Resultaten: nul botsingen, hogere affiniteit
Volgens de publicatie in Proceedings of the National Academy of Sciences (PNAS) reduceert NucleusDiff het aantal atomaire botsingen met 100 procent en verbetert het de bindingsaffiniteit met gemiddeld 22,16 procent.
Dat betekent dat de virtueel ontworpen moleculen niet alleen natuurkundig kloppen, maar ook sterker aan hun doeleiwitten binden — een cruciale factor bij het ontwerpen van werkzame medicijnen.
In een test gericht op het COVID-19-enzym 3CL-protease, genereerde NucleusDiff liganden die tot 70 procent een hoge affiniteit vertoonden, vergeleken met 50 procent bij eerdere modellen.
Praktische implicaties voor biotech en longevity
De vooruitgang in structure-based drug design is relevant voor de volledige biotech- en longevity-sector. Door fysisch consistente moleculen te ontwerpen, kunnen onderzoekers sneller kandidaat-geneesmiddelen vinden die stabiel en effectief zijn.
NucleusDiff laat bovendien zien dat AI en natuurkunde elkaar kunnen versterken. Door natuurkundige principes — zoals minimale atoomafstanden en krachtvelden — direct in machine learning-modellen te integreren, ontstaat een nieuw tijdperk van ‘fysisch geïnformeerde AI’.
Dat maakt de techniek toepasbaar voor tal van andere domeinen, waaronder eiwitvouwen, materiaalwetenschap en zelfs nanotechnologie.
Grenzen en toekomst
Hoewel NucleusDiff indrukwekkende resultaten behaalt, erkennen de onderzoekers dat het model nog beperkingen heeft. Zo wordt momenteel alleen het ligand (het kleine molecuul) gemodelleerd, niet de volledige geometrie van het eiwit waarin het bindt.
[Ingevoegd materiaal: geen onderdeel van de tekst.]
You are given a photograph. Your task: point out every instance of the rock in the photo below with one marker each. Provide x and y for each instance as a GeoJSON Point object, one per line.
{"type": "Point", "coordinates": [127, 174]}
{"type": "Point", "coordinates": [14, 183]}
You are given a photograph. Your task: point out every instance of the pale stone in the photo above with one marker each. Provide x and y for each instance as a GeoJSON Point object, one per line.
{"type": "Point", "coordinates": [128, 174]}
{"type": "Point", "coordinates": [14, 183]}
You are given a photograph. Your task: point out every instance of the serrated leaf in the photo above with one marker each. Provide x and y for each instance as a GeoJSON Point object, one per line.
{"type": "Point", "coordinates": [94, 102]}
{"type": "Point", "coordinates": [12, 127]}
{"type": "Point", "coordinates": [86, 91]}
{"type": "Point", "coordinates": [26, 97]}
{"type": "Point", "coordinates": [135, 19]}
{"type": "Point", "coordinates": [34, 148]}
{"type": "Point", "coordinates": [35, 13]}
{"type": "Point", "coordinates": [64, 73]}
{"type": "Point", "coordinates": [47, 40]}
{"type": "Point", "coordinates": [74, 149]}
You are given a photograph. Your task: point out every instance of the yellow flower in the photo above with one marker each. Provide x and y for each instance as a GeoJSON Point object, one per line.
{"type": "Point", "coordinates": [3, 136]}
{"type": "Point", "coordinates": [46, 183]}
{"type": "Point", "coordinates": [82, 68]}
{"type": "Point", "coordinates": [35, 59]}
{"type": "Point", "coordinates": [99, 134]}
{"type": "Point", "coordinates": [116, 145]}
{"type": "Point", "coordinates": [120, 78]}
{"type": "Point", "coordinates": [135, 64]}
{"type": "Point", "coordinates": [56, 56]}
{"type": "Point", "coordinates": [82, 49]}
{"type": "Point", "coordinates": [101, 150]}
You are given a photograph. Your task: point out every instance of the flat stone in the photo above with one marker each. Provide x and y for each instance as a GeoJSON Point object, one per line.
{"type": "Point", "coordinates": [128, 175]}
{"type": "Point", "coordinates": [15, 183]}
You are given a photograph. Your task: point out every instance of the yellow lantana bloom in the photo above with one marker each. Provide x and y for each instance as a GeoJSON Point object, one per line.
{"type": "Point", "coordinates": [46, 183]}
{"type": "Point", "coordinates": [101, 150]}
De volgende stap is om ook de eiwitmanifold te integreren, zodat de interactie tussen beide componenten nog realistischer kan worden gesimuleerd. Daarnaast vergt het trainen van het model grote rekenkracht — de huidige versie gebruikte acht NVIDIA V100 GPU’s en 48 uur trainingstijd.
De code van NucleusDiff is openbaar beschikbaar via GitHub, zodat andere onderzoekers het model kunnen valideren en verder ontwikkelen.
Hier kun je meer informatie vinden.
Conclusie
Met NucleusDiff zetten wetenschappers een grote stap richting AI-gedreven medicijnontwerp dat fysisch correct én biologisch relevant is. Door natuurkundige realiteit te verankeren in het neurale netwerk, verdwijnen foutieve moleculen uit de output, terwijl de bruikbaarheid voor echte geneesmiddelen toeneemt.
Als de resultaten zich in de praktijk bevestigen, zou NucleusDiff de weg kunnen vrijmaken voor snellere, goedkopere en betrouwbaardere geneesmiddelenontwikkeling — een belangrijke doorbraak voor de biotechnologie en de strijd tegen ziekten als COVID-19, kanker en Alzheimer.